会場には、橋本茨城県知事や手塚元県会議長らが参列

 「偲ぶ会」に移り、まず発起人代表の手塚克彦くん(元茨城県議会議長。彼とは、やはり水戸一高時代のクラスメートで、同じ軟式野球部に所属し、彼はプレイはせず、口が達者なマネージャーだった。昭和37年のキューバ危機の際、彼は「戦争だ、戦争だ」と教室の中を駆け巡って、当時の前衛的な雑誌『世界』を読んでいたので、彼から借りて政治に目を開かせてくれた)が、挨拶に立ち、「持丸くんとは、同じ石岡地域で、親戚関係でもあって、最近までも彼と『しきしま会』を結成して、ボクが会長、彼が事務局長として表に立たずにやってきた。」とし、この間の長い闘病生活の様子を報告した。

【写真説明】
持丸博くんの「大人命五十日祭・偲ぶ会」に参集した仲間の記念撮影

 来賓挨拶は、1年後輩の橋本昌茨城県知事が立ち、「選挙のたびに応援してもらった。私は持丸先輩ほどの深い学問もなく、大学時代の全共闘時代はどっちつかずの日和見派で過ごし、昭和45年の三島事件の時は役人生活でビックリした。あとで、持丸さんと知り合い、大変尊敬している」と述べた。続いての献杯は、剣道一筋、北辰一刀流の無形文化財保持者で茨城県警出身のクラスメート・高山陽好くんが、「水戸東武館でクラス会をやったとき、持丸くんが『文武』のいわれを、とうとうと長時間話してくれ、大変勉強になった」と、故人の想い出を語ってくれた。持丸くんは、人と人との絆、関係を大切にしてきただけあって、楯の会の同志・仲間はじめ、各界各分野の関係者約100名ほどがお別れに来た。

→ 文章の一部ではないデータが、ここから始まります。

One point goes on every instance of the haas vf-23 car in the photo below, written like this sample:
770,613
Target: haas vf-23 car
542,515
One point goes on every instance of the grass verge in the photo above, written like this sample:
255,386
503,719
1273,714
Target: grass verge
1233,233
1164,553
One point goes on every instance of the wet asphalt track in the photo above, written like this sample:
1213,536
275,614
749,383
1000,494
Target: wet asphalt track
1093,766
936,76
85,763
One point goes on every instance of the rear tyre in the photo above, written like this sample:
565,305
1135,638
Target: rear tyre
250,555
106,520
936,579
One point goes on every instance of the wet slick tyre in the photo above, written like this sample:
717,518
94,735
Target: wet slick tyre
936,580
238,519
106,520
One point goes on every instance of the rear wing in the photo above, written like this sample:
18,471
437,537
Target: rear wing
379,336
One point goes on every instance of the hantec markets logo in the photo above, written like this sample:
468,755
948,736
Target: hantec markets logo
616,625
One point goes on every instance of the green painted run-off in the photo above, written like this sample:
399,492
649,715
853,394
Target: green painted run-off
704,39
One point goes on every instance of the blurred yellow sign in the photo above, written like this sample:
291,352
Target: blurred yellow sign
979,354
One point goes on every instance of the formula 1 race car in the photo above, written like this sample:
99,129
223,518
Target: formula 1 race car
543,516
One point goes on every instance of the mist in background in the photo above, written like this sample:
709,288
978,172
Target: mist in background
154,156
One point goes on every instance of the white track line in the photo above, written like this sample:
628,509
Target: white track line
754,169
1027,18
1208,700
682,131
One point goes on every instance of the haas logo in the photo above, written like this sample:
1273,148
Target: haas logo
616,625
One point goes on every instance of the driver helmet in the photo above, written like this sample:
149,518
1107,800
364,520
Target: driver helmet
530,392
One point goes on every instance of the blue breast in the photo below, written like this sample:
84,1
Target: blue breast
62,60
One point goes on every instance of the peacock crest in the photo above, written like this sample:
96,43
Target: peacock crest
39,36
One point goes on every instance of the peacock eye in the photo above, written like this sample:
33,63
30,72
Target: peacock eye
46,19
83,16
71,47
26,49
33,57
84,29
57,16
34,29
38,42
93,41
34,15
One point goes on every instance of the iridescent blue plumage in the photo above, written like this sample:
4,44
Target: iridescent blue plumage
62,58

 最後に、祭主の松浦威明さんが御礼の挨拶に立ち、「入院前に、父の手記があって、それが遺言となった。父は水戸学に詳しく、日本が遺した水戸学を縦軸とした唯一の宝を見つけた思いである。私は政治の道を進んだが、尖閣問題等はなんどもよく父に聞いた。父からはその都度、まともな返事がかえってきた。父が残した数々の言葉をどうしても残しておきたいし、そのためにも今、水戸学を猛勉強中です」と述べた。彼はまた、平成25年12月下旬、偲ぶ会の会葬者に届けた御礼状に、「父は、三島事件後はあまりの衝撃に硬直状態となり、その意義を模索し続けた人生でした。私が父の死に向き合うためには、(割腹自決した)三島由紀夫と森田必勝の最後を抜きに語ることはできません。父の一生は、彼らによって途轍もなく大きな重しになっていたからです。最後に見た父の後ろ姿は間違いなく『国士』でした」と書いている。

理知的理性的で、広い寛容の心を持っていた持丸くん

 発起人代表の手塚くんが話した「しきしま会」では、平成17年4月に「戦後60年に当たっての声明」を出し、その中での「われわれの主張」として、①憲法改正とその視点について、②治安対策の強化について、③教育の正常化と国民教育の推進について――の3点にわたって、強烈な右寄りナショナリズムの主張をストレートにしている。平成21年7月には、つくば学園都市のオークラホテルつくばの会場で、「しきしま会結成5周年記念」の「田母神俊雄・前航空幕僚長を囲む夕べ」を催した。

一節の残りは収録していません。